The creator of the technology is Dr. Paul Jaffe, who is a space engineer at the NRL. Driven by the urge to find a way to supply cheap clean energy at virtually any place and time, Jaffe took on the task to turn a crazy idea into a practical and very competitive solution to one of the most pressing problems that the U.S. military faces almost every day.
The aim of the developer is to have a module in space, which can transfer concentrated beam of energy to the Earth surface through the atmosphere. This would be possible by sending the power in the form of radiofrequency or microwaves, just like a radio or TV signal. In this way, energy will be provided to any remote place regardless of weather conditions, and the amount and location will be specified by the receiver placed on the ground.
Jaffe developed two versions of the module, one that has a photovoltaic panel to capture the sun rays, and technology that converts them into radio-frequency, and the other version equipped with an antenna to beam the power.

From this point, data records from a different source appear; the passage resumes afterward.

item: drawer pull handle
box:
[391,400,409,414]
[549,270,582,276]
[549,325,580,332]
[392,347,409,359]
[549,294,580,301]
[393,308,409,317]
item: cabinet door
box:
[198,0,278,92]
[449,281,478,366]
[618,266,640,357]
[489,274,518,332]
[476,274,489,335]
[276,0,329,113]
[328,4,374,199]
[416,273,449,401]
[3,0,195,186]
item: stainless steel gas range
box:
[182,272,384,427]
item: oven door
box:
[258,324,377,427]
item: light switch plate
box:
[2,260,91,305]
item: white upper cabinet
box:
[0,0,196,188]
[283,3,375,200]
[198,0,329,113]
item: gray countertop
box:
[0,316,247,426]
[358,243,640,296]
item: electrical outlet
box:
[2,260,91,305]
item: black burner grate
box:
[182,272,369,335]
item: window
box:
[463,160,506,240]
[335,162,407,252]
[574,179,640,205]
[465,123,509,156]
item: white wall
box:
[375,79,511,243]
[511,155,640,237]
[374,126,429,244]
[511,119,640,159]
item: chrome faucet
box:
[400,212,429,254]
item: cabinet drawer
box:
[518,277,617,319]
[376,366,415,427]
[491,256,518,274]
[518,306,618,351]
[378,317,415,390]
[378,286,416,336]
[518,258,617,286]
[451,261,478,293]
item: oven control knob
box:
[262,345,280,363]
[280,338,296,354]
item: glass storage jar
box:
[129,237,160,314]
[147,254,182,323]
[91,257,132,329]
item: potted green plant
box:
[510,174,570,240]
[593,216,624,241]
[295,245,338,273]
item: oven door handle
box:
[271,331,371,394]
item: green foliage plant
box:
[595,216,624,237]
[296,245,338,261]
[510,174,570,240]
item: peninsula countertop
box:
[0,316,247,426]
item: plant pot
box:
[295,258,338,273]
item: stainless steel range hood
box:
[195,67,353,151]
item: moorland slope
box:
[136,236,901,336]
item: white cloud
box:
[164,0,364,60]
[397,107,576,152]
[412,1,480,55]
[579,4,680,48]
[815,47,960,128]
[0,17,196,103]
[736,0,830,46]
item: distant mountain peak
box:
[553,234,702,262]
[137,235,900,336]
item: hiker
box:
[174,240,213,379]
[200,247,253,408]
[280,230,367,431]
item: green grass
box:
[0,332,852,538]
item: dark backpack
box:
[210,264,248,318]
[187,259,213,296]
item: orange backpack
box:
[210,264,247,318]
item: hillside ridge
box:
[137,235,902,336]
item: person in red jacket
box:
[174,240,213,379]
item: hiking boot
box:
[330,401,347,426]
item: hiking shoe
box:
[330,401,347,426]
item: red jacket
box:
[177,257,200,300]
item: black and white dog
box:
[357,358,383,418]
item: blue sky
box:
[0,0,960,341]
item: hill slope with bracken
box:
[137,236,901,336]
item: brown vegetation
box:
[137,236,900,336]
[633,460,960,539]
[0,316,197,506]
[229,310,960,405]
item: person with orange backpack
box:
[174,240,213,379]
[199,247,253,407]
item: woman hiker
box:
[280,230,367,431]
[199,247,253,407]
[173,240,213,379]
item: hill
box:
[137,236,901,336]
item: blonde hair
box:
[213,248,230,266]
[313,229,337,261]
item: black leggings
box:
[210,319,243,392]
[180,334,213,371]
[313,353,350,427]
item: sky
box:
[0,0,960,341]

Both have already been tested in a specially designed vacuum chamber, producing incredible and very unexpected at first results.
The module proved to be four times more efficient than any similar technology ever developed before. By testing it under space-like conditions, a luxury that NRL provided to the engineer, the findings were proven extremely trustworthy.
The technology, if commercialized, would be the first of its kind. Of course, besides solar power, the module has other applications, including space radar and thermal management architecture. Let’s see if the development will attract interest and further investments, but the way it is looking now, it definitely holds a promise.